Rheinische Post - Mönchengladbach and Korschenbroich

Nach dem Essen ins Wasser?

Stimmt es, dass man mit einem vollen Bauch lieber nicht schwimmen gehen sollte? Der Mythos im Faktenchec­k.

- VON KNUT LÖBE, TEXTHELDEN-JUGENDREPO­RTER

Auf der Liegewiese im Freibad wächst die Ungeduld. Aus Richtung des Schwimmbec­kens schallt das Gekreische der anderen Kinder herüber. Sie haben Spaß – ohne dich. Die Angst, etwas zu verpassen, lässt die Wartezeit, bis du wieder ins Wasser darfst, wie eine halbe Ewigkeit erscheinen. Dabei war das Leben vor wenigen Minuten noch so schön: Deine Pommes und dein Wassereis hast du dir genüsslich einverleib­t. Aber jetzt erklärt deine Mutter mit erhobenem Zeigefinge­r: „Wer einen vollen Bauch hat, darf nicht schwimmen gehen!“Aber warum sollen wir nach dem Essen eigentlich warten, bis wir wieder ins Wasser hüpfen?

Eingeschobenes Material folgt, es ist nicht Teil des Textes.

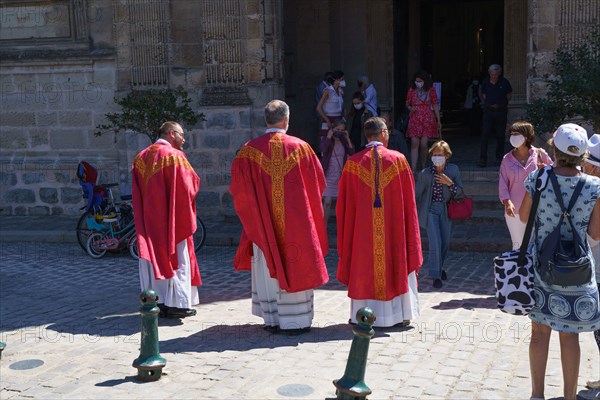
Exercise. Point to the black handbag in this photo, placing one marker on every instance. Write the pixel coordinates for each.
(565, 262)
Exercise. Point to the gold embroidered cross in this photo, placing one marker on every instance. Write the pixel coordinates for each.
(277, 167)
(368, 178)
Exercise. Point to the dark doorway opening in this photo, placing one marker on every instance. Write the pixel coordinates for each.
(458, 40)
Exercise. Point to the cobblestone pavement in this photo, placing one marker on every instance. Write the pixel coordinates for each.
(80, 318)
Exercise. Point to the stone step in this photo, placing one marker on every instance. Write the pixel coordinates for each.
(480, 188)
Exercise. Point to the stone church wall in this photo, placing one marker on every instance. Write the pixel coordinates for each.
(63, 62)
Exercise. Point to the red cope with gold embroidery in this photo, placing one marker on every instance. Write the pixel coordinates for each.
(164, 208)
(377, 247)
(277, 183)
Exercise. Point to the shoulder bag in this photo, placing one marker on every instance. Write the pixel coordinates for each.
(565, 262)
(460, 208)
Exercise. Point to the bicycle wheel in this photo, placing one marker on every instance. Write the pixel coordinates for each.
(94, 246)
(133, 249)
(83, 231)
(199, 235)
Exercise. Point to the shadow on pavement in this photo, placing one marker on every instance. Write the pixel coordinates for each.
(219, 338)
(116, 382)
(101, 326)
(468, 303)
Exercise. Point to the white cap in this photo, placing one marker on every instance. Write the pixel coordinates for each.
(571, 139)
(594, 148)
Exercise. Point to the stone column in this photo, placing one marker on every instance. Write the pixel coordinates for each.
(542, 20)
(515, 46)
(380, 58)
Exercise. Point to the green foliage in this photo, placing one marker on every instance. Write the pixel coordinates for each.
(574, 89)
(144, 111)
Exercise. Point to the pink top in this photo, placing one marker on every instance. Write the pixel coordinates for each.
(512, 175)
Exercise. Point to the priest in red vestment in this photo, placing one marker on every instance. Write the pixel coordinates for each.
(379, 244)
(164, 208)
(277, 183)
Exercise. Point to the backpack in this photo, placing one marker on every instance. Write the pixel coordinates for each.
(565, 262)
(94, 194)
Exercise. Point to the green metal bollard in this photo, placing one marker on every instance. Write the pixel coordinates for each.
(149, 363)
(352, 385)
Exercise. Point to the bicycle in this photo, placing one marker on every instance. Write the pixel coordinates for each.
(112, 237)
(91, 220)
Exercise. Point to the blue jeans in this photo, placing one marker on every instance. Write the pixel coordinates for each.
(438, 233)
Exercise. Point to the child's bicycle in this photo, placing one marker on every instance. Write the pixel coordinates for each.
(112, 236)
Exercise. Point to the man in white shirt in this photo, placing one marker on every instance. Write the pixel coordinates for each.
(370, 94)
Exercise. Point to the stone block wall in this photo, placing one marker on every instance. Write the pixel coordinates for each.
(54, 91)
(48, 118)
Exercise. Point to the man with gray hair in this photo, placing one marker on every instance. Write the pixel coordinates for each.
(370, 94)
(495, 92)
(277, 183)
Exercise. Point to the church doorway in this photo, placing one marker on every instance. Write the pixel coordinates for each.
(454, 40)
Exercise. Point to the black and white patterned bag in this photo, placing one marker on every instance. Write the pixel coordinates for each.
(514, 283)
(513, 270)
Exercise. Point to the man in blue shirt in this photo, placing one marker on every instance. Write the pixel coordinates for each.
(495, 92)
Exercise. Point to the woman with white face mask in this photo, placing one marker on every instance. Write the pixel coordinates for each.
(515, 167)
(424, 117)
(331, 105)
(435, 186)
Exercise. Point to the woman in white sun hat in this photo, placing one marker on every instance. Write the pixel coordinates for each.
(567, 305)
(591, 166)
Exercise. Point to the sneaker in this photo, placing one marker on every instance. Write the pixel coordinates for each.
(271, 328)
(592, 394)
(593, 384)
(444, 276)
(174, 312)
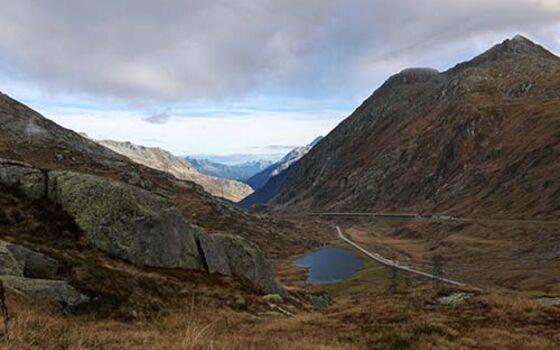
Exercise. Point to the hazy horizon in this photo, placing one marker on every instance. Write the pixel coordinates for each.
(194, 77)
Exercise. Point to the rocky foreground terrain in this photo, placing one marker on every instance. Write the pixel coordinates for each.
(160, 159)
(100, 252)
(84, 227)
(258, 180)
(481, 139)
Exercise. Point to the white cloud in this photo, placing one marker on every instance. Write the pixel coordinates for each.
(145, 50)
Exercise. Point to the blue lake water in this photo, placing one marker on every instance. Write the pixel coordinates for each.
(330, 265)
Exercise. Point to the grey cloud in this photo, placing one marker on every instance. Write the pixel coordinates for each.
(143, 50)
(158, 118)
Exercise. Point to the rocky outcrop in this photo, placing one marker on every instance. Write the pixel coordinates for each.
(160, 159)
(45, 291)
(28, 180)
(34, 275)
(125, 221)
(138, 226)
(258, 180)
(16, 260)
(243, 258)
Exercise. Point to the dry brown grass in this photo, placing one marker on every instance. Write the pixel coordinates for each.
(38, 328)
(408, 320)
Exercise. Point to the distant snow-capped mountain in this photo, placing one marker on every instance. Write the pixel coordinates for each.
(259, 180)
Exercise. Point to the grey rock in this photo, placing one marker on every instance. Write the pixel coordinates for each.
(273, 299)
(247, 262)
(127, 222)
(548, 301)
(215, 257)
(320, 301)
(29, 181)
(132, 224)
(16, 260)
(45, 291)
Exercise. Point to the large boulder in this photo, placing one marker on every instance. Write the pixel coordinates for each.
(44, 291)
(215, 258)
(16, 260)
(132, 224)
(29, 181)
(127, 222)
(244, 259)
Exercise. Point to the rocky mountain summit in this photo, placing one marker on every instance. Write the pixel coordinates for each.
(480, 139)
(160, 159)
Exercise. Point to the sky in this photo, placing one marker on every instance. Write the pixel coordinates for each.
(238, 76)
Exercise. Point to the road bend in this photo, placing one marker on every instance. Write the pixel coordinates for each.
(394, 264)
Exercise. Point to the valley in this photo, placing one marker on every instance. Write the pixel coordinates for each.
(432, 212)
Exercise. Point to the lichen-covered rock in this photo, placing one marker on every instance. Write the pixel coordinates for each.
(16, 260)
(28, 180)
(132, 224)
(247, 262)
(45, 291)
(127, 222)
(215, 258)
(273, 299)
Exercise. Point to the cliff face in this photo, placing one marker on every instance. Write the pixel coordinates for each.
(160, 159)
(482, 138)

Fest steht: Nach dem Essen verbraucht der Körper Energie für die Verdauung. Müdigkeit und Trägheit setzen ein, während die Mahlzeit verarbeite­t wird. Dabei wird mehr Blut und Sauerstoff im Verdauungs­trakt benötigt. Die heute noch verbreitet­e Sorge beruht auf der Annahme, dass dieses Blut anderorts im Körper fehlt und die körperlich­e Betätigung

im Wasser deshalb zu Krämpfen führen könnte, durch die wir im schlimmste­n Fall ertrinken. Wir gehen in diesem Szenario also nicht durch das zusätzlich­e Gewicht auf unseren Hüften unter, sondern weil unsere Muskeln nicht mehr genug Blut und Sauerstoff zur Verfügung haben könnten.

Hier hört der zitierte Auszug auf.